Bringing Them Home – How Every Citizen Can Help America’s Military Families

The suicide rate among veterans has reached a 27-year high, just one of the alarming facts about the effects of multiple deployments and unique stresses of combat conditions on Iraq and Afghanistan soldiers. According to a report issued by the Department of Defense in January 2009, substance abuse, marital problems and divorce are increasing among the returning service members, due to inadequate mental health screening or available treatment and a long-standing stigma attached to seeking help for psychological/emotional wounds. To make things worse, the housing crisis has hit military families right where they, quite literally, live. “In early 2008, foreclosure rates in military towns were increasing at four times the national average,” according to a report issued by the Center for American Progress.
Military families face a daunting readjustment when soldiers come home, and social forces that are stressful for the rest of us are even more intense and destabilizing for them. While it is true that veterans are promised a range of benefits for themselves and their families – that 1% of the American population that sacrifices so much for the other 99% – the whole of society can do more to support the Veterans Administration charged with making good on those promises . “I think if every doctor’s waiting room had vets sitting in them, society would begin to understand what happens in war,” states Larry Winters, Licensed Mental Health Counselor at Four Winds Hospital in Katonah New York recently named to run their new Veteran Services Program, who is also a Vietnam combat veteran and author of The Making and Unmaking of a Marine (). “Instead we put our vets in their own hospitals and treat them separate from the rest of society.”
A helicopter gunner during his service in Vietnam, Winters states that found that working with a civilian therapist to deal with his post-traumatic stress was important on many levels. “He represented society Effective Financial Management to me; much of the PTSD wound not healing has to do with society’s reaction to the returning soldier. Society holds the forgiveness, the compassion, understanding, and honor needed by the soldier to heal.”
For those of us who never served in the military, any contribution we make to assist soldiers and their families is extremely meaningful to them, from the practical help we might offer through our professional expertise to the psychological healing effects of personal gestures made through neighborhood and community life. Public recognition and gratitude at ballgames and church services and concerts, anywhere people are gathered for a good time, and in specific, perhaps small choices, woven into our daily lives, can make large differences:
We can give discounts at our place of business to military Business Loan Cons families who have returned to civilian life;
The Veterans Administration promises no-down-payment mortgage financing to veterans, so realtors, bankers and home-sellers can voluntarily learn about the newly-streamlined VA housing loan process and its requirements and use their expertise to help veterans utilize this benefit. Even with the updated system that now speeds up loan-processing and reduces some other bureaucratic obstacles, our willingness to go that extra mile for a military family in this or any other line of work is an enormous contribution.
Professional coaches and job recruiters could reach out to returning soldiers to donate their expertise through groups that teach networking and other employement-related skills. A January 2009 study issued by the Iraq/Afghanistan Veterans Association found that 57% of veterans were “unsure how to professionally network,” 72% “feel unprepared to negotiate salary and and benefits,” and 76% were “unable to effectively translate military skills” to potential employers.
Attorneys and other professionals can reduce their fees and assist returning troops hit directly by the housing crisis, and offer to help veterans navigate the intricacies of home-buying through the Veterans Administration.
The mental health community has a unique opportunity here to demonstrate support for the military and their families. Whether in private practice or outpatient clinic or counseling center, therapists who provide services to veterans and their families at reduced rates are giving an incalculable service not only to people who can benefit from quality professional treatment, but to society as a whole.

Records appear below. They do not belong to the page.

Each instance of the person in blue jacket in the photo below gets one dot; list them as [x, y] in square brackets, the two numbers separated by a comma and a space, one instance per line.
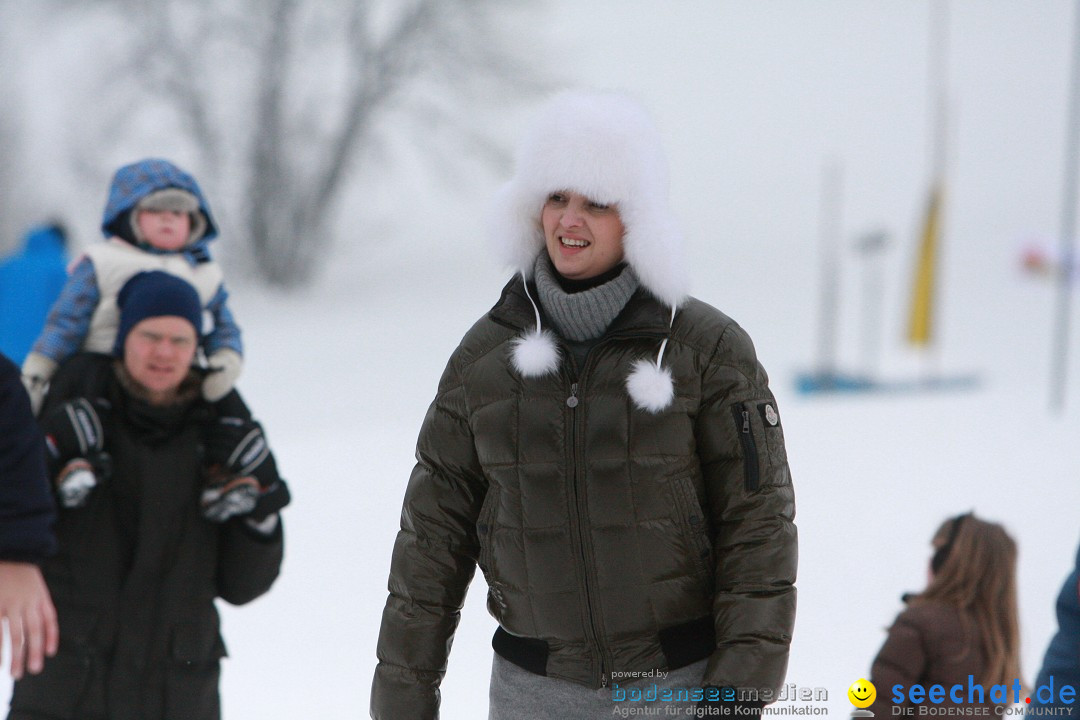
[27, 513]
[30, 281]
[1061, 667]
[156, 218]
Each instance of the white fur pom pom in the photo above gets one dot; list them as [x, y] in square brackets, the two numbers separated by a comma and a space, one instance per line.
[650, 385]
[535, 354]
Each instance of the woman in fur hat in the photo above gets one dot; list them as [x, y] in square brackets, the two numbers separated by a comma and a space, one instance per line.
[606, 449]
[156, 218]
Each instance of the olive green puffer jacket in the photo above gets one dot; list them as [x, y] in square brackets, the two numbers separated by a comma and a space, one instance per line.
[612, 540]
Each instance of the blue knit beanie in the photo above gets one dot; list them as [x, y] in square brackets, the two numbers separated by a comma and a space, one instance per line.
[156, 294]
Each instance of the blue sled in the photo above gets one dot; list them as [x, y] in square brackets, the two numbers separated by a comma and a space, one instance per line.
[822, 383]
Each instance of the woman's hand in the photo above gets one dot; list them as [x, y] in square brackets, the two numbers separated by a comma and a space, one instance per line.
[31, 619]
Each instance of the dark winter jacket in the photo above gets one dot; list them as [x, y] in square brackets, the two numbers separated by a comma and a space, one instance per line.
[27, 511]
[611, 539]
[1062, 661]
[138, 570]
[930, 643]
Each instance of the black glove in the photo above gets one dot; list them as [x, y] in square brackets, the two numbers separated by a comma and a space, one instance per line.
[239, 447]
[75, 440]
[242, 476]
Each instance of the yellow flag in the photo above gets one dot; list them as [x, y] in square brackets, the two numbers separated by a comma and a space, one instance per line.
[920, 324]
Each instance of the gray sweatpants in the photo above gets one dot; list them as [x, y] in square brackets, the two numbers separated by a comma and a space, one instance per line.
[517, 694]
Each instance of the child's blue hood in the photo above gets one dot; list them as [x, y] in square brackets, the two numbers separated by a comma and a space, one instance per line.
[133, 182]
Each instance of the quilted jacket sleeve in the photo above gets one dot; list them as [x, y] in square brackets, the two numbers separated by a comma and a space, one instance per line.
[433, 561]
[752, 504]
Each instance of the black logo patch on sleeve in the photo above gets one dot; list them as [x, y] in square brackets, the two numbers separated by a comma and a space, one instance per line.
[769, 415]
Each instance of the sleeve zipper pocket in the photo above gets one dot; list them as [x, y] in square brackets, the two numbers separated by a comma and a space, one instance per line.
[748, 444]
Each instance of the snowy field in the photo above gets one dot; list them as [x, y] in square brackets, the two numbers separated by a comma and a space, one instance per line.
[755, 98]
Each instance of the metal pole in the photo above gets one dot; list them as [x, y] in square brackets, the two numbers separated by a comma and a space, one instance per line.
[829, 229]
[1058, 371]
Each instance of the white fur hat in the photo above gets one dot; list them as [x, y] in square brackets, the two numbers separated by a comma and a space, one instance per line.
[605, 146]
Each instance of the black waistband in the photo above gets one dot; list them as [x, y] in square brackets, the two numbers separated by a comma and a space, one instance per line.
[683, 644]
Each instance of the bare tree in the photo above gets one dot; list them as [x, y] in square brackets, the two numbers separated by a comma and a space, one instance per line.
[281, 97]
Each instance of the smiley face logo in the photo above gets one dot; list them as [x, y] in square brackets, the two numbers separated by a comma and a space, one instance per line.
[862, 693]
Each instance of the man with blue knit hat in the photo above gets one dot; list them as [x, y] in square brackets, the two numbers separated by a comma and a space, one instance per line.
[156, 218]
[166, 502]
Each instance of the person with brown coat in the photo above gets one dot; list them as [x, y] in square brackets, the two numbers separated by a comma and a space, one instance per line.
[962, 632]
[605, 448]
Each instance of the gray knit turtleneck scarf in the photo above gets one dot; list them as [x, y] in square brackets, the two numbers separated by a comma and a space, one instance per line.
[584, 315]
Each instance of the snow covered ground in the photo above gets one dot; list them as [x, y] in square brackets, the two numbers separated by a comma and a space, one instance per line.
[755, 99]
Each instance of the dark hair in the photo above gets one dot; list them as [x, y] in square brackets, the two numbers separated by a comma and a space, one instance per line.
[942, 553]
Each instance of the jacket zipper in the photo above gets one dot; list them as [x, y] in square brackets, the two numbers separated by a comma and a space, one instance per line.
[572, 403]
[750, 447]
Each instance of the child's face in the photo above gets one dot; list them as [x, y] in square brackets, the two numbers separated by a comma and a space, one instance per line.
[166, 230]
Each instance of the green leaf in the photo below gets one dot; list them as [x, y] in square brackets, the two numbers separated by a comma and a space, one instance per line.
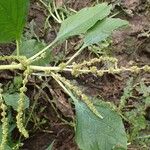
[29, 48]
[102, 30]
[50, 147]
[12, 19]
[12, 100]
[93, 133]
[83, 20]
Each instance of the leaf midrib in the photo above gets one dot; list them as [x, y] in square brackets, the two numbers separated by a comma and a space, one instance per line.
[62, 36]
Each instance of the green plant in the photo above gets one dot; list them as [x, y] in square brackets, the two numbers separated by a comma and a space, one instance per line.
[104, 127]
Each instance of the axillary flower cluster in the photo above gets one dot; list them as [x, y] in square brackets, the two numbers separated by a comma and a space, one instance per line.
[76, 69]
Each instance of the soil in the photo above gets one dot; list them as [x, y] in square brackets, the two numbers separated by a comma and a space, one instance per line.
[130, 46]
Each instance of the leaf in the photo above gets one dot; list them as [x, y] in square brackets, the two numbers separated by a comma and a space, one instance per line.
[12, 100]
[102, 30]
[12, 19]
[93, 133]
[29, 48]
[50, 147]
[8, 144]
[83, 20]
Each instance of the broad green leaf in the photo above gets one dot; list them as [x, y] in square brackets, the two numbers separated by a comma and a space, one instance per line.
[12, 100]
[83, 20]
[29, 48]
[7, 146]
[12, 19]
[93, 133]
[50, 147]
[102, 30]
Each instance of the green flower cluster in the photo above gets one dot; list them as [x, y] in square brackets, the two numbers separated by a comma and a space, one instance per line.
[4, 121]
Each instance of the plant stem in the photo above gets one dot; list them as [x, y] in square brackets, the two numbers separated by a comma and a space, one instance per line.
[11, 67]
[64, 88]
[31, 59]
[17, 47]
[75, 55]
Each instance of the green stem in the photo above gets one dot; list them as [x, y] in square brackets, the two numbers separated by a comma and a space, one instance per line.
[75, 55]
[17, 47]
[64, 88]
[31, 59]
[11, 67]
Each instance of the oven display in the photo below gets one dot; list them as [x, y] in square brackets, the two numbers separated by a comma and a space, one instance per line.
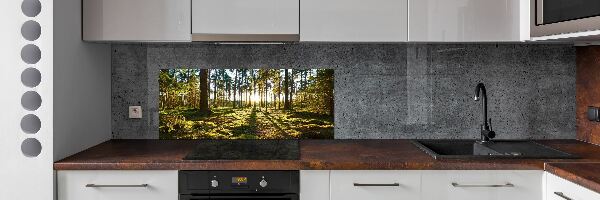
[239, 181]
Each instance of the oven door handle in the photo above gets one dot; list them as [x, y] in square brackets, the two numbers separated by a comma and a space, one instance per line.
[245, 196]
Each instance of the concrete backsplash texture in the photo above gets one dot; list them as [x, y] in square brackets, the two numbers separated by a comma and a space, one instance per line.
[382, 90]
[588, 81]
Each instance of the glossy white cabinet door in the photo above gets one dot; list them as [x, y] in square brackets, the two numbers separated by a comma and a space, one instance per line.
[162, 185]
[482, 185]
[560, 189]
[353, 20]
[389, 185]
[468, 20]
[314, 185]
[245, 16]
[136, 20]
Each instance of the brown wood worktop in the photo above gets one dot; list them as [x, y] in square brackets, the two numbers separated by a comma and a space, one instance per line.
[314, 154]
[584, 174]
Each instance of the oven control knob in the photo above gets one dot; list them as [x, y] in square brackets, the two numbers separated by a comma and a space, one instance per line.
[263, 183]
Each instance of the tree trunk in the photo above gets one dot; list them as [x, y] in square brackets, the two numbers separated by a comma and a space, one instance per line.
[286, 91]
[204, 91]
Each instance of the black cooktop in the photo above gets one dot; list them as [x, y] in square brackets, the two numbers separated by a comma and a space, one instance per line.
[245, 150]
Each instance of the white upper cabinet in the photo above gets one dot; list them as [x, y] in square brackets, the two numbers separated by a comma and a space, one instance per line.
[245, 20]
[136, 20]
[468, 20]
[353, 20]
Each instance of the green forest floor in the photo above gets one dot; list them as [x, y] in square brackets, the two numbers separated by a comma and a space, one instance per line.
[244, 123]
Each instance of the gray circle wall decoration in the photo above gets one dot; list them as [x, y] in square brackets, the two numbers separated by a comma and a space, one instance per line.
[31, 8]
[31, 77]
[31, 124]
[31, 30]
[31, 147]
[31, 54]
[31, 100]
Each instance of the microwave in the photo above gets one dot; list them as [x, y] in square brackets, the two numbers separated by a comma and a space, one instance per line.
[555, 17]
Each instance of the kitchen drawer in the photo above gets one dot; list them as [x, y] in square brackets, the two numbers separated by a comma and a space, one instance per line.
[482, 185]
[162, 185]
[375, 185]
[560, 189]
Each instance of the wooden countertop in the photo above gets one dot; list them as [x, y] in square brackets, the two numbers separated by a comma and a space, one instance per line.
[314, 154]
[584, 174]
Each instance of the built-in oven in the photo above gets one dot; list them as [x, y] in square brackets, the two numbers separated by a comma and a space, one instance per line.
[553, 17]
[238, 185]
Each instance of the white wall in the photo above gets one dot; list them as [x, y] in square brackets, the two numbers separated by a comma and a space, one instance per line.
[82, 97]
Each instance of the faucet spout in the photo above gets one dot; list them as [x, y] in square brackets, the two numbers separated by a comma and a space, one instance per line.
[486, 132]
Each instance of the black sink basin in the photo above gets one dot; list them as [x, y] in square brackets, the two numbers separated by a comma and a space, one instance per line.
[469, 149]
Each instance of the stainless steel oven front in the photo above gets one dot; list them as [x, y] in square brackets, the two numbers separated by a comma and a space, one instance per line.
[553, 17]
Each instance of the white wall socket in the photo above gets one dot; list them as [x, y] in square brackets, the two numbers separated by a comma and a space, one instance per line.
[135, 112]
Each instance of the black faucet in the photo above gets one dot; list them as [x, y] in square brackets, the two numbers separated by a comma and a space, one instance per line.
[486, 129]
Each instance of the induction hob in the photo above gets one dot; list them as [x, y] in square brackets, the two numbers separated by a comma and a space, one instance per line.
[245, 150]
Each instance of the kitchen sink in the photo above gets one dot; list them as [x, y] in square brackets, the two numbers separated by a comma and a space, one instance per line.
[472, 149]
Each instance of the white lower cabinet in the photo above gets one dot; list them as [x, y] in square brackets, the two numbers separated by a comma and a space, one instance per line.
[375, 185]
[560, 189]
[117, 185]
[314, 185]
[482, 185]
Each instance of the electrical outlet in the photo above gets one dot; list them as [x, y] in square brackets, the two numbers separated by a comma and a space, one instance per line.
[135, 112]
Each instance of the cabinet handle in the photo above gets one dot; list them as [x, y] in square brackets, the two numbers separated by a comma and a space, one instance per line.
[560, 194]
[376, 185]
[98, 186]
[492, 185]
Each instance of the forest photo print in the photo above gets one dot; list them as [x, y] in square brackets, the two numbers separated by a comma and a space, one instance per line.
[246, 103]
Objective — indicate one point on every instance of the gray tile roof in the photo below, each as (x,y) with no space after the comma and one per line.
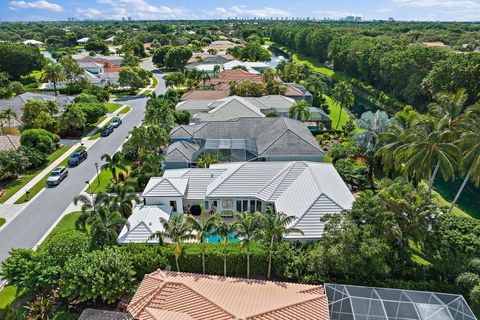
(274,136)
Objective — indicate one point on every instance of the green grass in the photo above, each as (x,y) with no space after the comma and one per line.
(112,107)
(92,126)
(101,182)
(40,185)
(96,135)
(17,184)
(67,223)
(335,112)
(125,110)
(154,82)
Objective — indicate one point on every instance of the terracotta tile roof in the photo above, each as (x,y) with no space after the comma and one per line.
(205,94)
(181,296)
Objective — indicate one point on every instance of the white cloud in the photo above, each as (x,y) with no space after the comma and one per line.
(333,14)
(41,4)
(245,12)
(438,3)
(123,8)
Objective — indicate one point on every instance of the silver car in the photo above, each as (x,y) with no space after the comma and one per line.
(57,176)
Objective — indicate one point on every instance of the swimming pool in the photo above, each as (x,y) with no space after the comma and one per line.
(216,238)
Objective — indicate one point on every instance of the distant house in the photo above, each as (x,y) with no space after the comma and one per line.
(243,139)
(233,107)
(34,43)
(9,142)
(83,41)
(110,40)
(185,296)
(306,190)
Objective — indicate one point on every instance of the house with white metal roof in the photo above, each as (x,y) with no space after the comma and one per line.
(143,223)
(307,190)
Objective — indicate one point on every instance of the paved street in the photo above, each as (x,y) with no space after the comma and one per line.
(31,224)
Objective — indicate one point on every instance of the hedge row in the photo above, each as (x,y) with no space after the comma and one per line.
(191,259)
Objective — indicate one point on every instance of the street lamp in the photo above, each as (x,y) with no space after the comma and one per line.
(98,176)
(93,204)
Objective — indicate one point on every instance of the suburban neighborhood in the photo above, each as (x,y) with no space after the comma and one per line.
(157,163)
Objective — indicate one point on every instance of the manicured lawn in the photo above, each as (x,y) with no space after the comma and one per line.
(92,126)
(102,180)
(40,185)
(335,112)
(66,224)
(125,110)
(112,107)
(96,135)
(154,82)
(19,183)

Mental health and medical professionals can also help through education, using whatever channels we can tap into as professionals, to reduce the stigma that currently surrounds the need for psychological treatment in general and enlighten people about the far-reaching effects of post-traumatic stress in a person’s family, work and inner life. We can partner with organizations that assist military families and use our resources to shore up their efforts.
If we can tap into a creative, holistic view of our lives, we could see that our own immediate concerns connect to a much bigger picture. What we do to help veterans and their families stabilize in their return to civilian life is a gesture of gratitude for their service but also a contribution to our common future. Society benefits when those wounded in our name find healing, recognition, and ample options for realizing their own potential. The opportunities to give are right in front of us, every day, in ways that bring our soldiers home in every sense of the word.